Selecting dotted paths preserves nested MongoDB structure by default. It does
not flatten nested fields unless you explicitly ask for that:

```{r verb-select-nested, eval = FALSE}
sensor_tbl |>
  select(`message.timestamp`, `message.measurements`) |>
  collect()
```

## `rename()`

```{r verb-rename, eval = FALSE}
starwars_tbl |>
  rename(character_name = name, planet = homeworld) |>
  collect()
```

## `mutate()`

```{r verb-mutate, eval = FALSE}
starwars_tbl |>
  mutate(height_m = height / 100, bmi_like = mass / (height_m * height_m)) |>
  select(name, height, mass, height_m, bmi_like) |>
  collect()
```

## `transmute()`

```{r verb-transmute, eval = FALSE}
starwars_tbl |>
  transmute(name = name, height_m = height / 100) |>
  collect()
```

## `arrange()`

```{r verb-arrange, eval = FALSE}
starwars_tbl |>
  arrange(desc(height), name) |>
  select(name, height) |>
  slice_head(n = 10) |>
  collect()
```

## `group_by()`

```{r verb-group-by, eval = FALSE}
starwars_tbl |>
  group_by(species)
```

## `summarise()`

```{r verb-summarise, eval = FALSE}
starwars_tbl |>
  group_by(species) |>
  summarise(
    n = n(),
    avg_height = mean(height),
    max_mass = max(mass)
  ) |>
  arrange(desc(n)) |>
  collect()
```

## `slice_head()`

```{r verb-slice-head, eval = FALSE}
starwars_tbl |>
  select(name, species) |>
  slice_head(n = 5) |>
  collect()
```

## `slice_tail()`

```{r verb-slice-tail, eval = FALSE}
starwars_tbl |>
  select(name, species) |>
  slice_tail(n = 5) |>
  collect()
```

## `head()`

```{r verb-head, eval = FALSE}
head(starwars_tbl, 5) |>
  collect()
```

## `flatten_fields()`

Use `flatten_fields()` when you explicitly want nested object leaves to become
flat tibble columns. By default the output names are the schema dot paths.
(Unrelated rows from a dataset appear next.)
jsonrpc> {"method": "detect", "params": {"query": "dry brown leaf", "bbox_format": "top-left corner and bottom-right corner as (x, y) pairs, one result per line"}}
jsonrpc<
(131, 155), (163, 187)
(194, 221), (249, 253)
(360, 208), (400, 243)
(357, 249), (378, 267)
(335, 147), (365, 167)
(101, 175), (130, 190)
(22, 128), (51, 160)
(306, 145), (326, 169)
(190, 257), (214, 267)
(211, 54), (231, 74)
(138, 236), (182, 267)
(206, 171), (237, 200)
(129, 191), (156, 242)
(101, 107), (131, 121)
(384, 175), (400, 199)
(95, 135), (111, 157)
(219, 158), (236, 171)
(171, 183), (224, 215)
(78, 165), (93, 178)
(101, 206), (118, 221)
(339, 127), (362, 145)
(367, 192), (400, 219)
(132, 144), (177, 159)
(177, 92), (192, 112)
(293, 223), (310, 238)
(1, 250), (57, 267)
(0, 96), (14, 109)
```{r verb-flatten-fields, eval = FALSE}
sensor_tbl |>
  select(`message.timestamp`, `message.measurements`) |>
  flatten_fields() |>
  collect()
```

You can also target a specific nested root and optionally rename the flattened
output columns:

```{r verb-flatten-fields-names, eval = FALSE}
sensor_tbl |>
  flatten_fields(
    `message.measurements`,
    names_fn = function(x) gsub(".", "_", x, fixed = TRUE)
  ) |>
  collect()
```

## `unwind_array()`

Use `unwind_array()` when a document field contains an array and you want one
output row per array element.

```{r verb-unwind-array, eval = FALSE}
orders_tbl |>
  unwind_array(items) |>
  collect()
```

If array elements are nested objects, `unwind_array()` and `flatten_fields()`
can be chained:

```{r verb-unwind-array-flatten, eval = FALSE}
orders_tbl |>
  unwind_array(items) |>
  flatten_fields(items) |>
  collect()
```

# Notes

The examples above stay within the currently supported subset:

- explicit field references,
- schema-first expression resolution, with `.data$...` for explicit field references and `.env$...` for local values,
- scalar expressions for `mutate()` and `transmute()`, plus the special `1:n()` row-numbering case,
- conservative grouped summaries,
- explicit flattening of nested object fields with `flatten_fields()`,
- array row expansion with `unwind_array()`,
- no joins, window functions, or automatic client-side fallback.

If a query falls outside that subset, `mdbplyr` is designed to fail
explicitly rather than guess or silently change execution semantics.